Thumbprint                               Subject
----------                               -------
E7BD43BC57EC891EDD630CD8A58F264550A9214B CN=IT-HELP-TEST1

The currently selected certificate is IT-HELP-TEST1 (E7BD43BC57EC891EDD630CD8A58F264550A9214B). Let's select IT-HELP-TEST5 instead (9CEAA4D79905047605671A3FC8AFCB1D39FAF4A8) using Select-KdcCertificate:

PS > Select-KdcCertificate -Thumbprint 9CEAA4D79905047605671A3FC8AFCB1D39FAF4A8
PS > Get-SelectedKdcCertificate | Select-Object -Property Thumbprint,Subject

Thumbprint                               Subject
----------                               -------
9CEAA4D79905047605671A3FC8AFCB1D39FAF4A8 CN=IT-HELP-TEST5

It worked!

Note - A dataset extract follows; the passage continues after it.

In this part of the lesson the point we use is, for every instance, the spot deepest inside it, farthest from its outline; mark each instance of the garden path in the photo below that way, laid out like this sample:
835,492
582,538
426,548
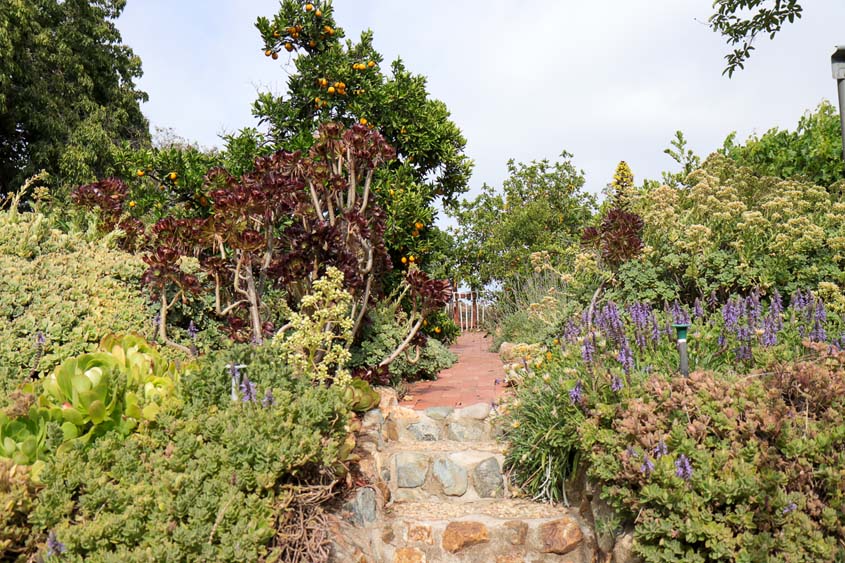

Now let's try it with IT-HELP-TEST3 (9FDEBF3E1FF9C1124E582D1E725D00A1601192CB), just to be sure it's not a fluke:

PS > Select-KdcCertificate -Thumbprint 9FDEBF3E1FF9C1124E582D1E725D00A1601192CB
PS > Get-SelectedKdcCertificate | Select-Object -Property Thumbprint,Subject

Thumbprint                               Subject
----------                               -------
9FDEBF3E1FF9C1124E582D1E725D00A1601192CB CN=IT-HELP-TEST3

It worked again! We've finally cracked it!

Closing Thoughts

This blog has been way harder to write than I originally expected, mostly because I couldn't figure out the certificate ordering. Active Directory is arguably one of the most important Microsoft products in existence alongside Windows, but even then, things as simple as selecting a certificate in a predictable and reliable manner have been overlooked. It's not rocket science, a simple registry key with a certificate thumbprint like what the RDP server uses would have been enough. Instead, we have this semi-random, opaque, undocumented just-pick-any-cert-that-might-work selection process.